O regulamento de venda de ingressos olímpicos prevê que bilhetes cedidos pelos organizadores de Olimpíada a comitês olímpicos sejam vendidos por revendedores autorizados. Esses revendedores até podem comercializar essas entradas com outras empresas. Essas companhias, porém, não podem vender os tíquetes mais uma vez.
A polícia diz estar segura que a THG comprava ingressos para revende-los. A empresa é mundialmente conhecida por comercializar pacotes para grandes esportivos.
Além de Eslovênia e Letônia, a Cartan também é responsável pelas vendas de ingressos da Barbados, Chile, Guatemala, Panamá e Paraguai --países que tiveram ingressos apreendidos pela Polícia. A Cartan também trabalha vendendo entradas para outros 29 comitê olímpicos nacionais.
A empresa declarou ao UOL Esporte que cumpre todos os regulamentos de comercialização de entradas olímpicas estabelecidos pelo COI (Comitê Olímpico Internacional).
Esquema irlandês leva à prisão
De todos os países envolvidos na investigação da máfia do ingresso, só a Irlanda trabalha com um revendedor diferente de bilhetes olímpicos: a Pro10. A empresa foi contratada pelo Comitê Olímpico Irlandês para vender entradas da Rio-2016 na Irlanda.
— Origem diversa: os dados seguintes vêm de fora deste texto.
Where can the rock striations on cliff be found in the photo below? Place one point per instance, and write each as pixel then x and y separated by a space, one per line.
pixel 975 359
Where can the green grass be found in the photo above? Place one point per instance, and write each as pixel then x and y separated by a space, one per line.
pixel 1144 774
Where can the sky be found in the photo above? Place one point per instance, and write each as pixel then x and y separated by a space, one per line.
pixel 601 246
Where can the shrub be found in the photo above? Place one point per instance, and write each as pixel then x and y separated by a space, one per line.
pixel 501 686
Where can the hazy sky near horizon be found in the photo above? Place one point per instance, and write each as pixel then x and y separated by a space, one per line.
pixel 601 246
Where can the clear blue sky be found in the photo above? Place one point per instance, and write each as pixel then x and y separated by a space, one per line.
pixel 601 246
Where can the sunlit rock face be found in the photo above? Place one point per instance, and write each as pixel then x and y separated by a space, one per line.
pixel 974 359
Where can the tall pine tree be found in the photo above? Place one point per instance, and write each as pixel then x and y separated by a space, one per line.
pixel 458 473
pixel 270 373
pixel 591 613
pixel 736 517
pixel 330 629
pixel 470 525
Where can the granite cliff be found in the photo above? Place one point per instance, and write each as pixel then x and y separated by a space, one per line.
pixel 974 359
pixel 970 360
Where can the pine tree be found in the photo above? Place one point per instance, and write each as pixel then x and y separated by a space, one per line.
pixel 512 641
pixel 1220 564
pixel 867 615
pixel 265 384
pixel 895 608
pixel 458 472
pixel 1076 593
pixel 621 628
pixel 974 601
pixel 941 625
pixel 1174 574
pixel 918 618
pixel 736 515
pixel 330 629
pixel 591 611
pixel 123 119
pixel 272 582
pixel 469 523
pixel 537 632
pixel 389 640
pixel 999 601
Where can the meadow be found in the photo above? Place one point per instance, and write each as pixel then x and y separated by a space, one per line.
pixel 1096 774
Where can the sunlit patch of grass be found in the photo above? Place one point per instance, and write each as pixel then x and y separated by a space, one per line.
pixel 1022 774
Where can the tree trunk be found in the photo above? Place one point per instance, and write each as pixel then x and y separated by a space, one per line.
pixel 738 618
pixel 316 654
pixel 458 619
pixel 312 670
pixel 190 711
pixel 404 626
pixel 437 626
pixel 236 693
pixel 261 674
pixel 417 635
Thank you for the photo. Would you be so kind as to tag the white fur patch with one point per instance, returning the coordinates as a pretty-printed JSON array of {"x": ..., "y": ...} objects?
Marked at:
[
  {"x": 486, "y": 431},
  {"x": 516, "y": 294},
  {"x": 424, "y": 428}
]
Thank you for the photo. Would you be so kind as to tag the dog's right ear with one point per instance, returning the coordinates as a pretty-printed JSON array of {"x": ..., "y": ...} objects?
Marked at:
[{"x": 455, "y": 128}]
A Polícia apurou que ela, na verdade, passava esses ingressos à THG, parceira do Comitê Irlandês durante os Jogos Olímpicos de Londres, em 2012.
A transferência dos bilhetes entre a Pro10 e a THG é irregular. Mesmo assim, de acordo com a polícia, acontecia com a anuência do presidente do Comitê Olímpico Irlandês, Patrick Hickey, que também é presidente do Comitê Olímpico Europeu e membro do comitê executivo do COI (Comitê Olímpico Internacional).
Hickey foi preso na manhã de quarta-feira (17) num hotel do Rio. No local, estão hospedados os principais dirigentes do esporte olímpico mundial, inclusive o presidente do COI, o alemão Thomas Bach.
Após a prisão, Hickey afastou-se de todos os cargos que mantinha em instituições esportivas. Em nota, ele já informou que colabora com as investigações.
O COI também informou que colabora e confia nas investigações da polícia brasileira sobre o cambismo na Olimpíada. O porta-voz do órgão, Mark Adams, declarou nesta semana que o comitê estuda mudar a forma de reserva de ingressos a comitê olímpico nacionais para evitar fraudes.
Mario Andrada, diretor de Comunicação da Rio-2016, disse que os organizadores dos Jogos do Rio auxiliam o trabalho da polícia. Destacou ainda que a forma mais segura de compra de ingressos dos Jogos do Rio é pelo site do comitê organizador ou pela TAM Viagens, revendedor autorizado de bilhetes no Brasil.
Franklin Gomes, advogado da THG e Mallon, nega que a empresa ou o executivo tenham cometido crimes. Segundo ele, a THG não vende ingressos da Rio-2016.